Shortening travel times for companies translates into savings, he said.
“Jobs is the main reason we have worked so hard to make these record-setting investments,” he said.
Daniels used Cass County and the corridor as an example to tie traditional industry to modern green projects such as wind power. Indiana is a viable place to generate wind power, he said, because of the natural wind and the state’s proximity to the grid.
Logansport and Cass County provide an ideal location to manufacture equipment for that wind energy, he said.
“We’ve begun to see some companies that will be producing turbines or gears or the frames, for instance, for wind power,” Daniels said. “It makes sense to make wind turbines close to where they are going to use them, and sure, Logansport would be a candidate.
“It’s a lot better to make something heavy in Logansport if it’s going to White County or to the states due west of us.”
The governor said he wanted to note that green jobs should be used as an additional work force opportunity, rather than a substitute one.
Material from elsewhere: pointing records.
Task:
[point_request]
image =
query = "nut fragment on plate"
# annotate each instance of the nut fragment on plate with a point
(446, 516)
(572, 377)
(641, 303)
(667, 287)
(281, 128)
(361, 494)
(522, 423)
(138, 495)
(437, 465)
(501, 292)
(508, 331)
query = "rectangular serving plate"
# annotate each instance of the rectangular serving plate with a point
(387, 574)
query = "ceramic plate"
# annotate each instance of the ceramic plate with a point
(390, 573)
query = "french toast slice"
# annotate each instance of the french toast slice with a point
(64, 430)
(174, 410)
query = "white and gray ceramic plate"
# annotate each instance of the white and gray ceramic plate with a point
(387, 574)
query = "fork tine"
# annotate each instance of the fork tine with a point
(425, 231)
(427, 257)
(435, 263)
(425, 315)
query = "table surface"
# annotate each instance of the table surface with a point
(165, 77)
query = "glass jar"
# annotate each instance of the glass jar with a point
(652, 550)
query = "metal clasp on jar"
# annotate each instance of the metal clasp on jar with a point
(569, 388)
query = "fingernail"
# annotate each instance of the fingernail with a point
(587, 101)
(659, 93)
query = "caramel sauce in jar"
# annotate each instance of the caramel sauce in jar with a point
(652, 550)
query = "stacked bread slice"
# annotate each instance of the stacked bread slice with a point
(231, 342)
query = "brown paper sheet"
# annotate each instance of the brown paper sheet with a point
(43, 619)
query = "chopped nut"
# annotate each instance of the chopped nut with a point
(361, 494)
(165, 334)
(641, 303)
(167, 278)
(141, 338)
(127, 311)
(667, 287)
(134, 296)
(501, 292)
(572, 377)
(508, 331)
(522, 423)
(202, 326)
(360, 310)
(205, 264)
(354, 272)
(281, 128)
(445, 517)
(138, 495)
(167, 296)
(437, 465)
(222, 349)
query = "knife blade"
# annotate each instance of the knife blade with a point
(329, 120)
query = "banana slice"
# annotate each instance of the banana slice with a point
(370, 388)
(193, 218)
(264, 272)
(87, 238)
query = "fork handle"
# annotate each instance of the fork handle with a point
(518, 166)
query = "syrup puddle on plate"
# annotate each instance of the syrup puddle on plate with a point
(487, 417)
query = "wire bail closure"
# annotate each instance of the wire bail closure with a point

“I think we should be careful not to think we should just walk away from the kind of jobs that have always been important to Indiana,” Daniels said. “I want to add these jobs to those we have. There’s not enough of them to just give up on manufacturing and logistics and so forth.”
Regardless of the type of industry, the governor said the Hoosier Heartland should be a benefit to Logansport and Cass County.
“Anybody at our highway department will tell you, I’m intensely interested in all our major projects, but the one I’m most excited about of all is the Hoosier Heartland Corridor, and that’s because it will touch so many towns, and some of the towns like Logansport that have always made Indiana great.”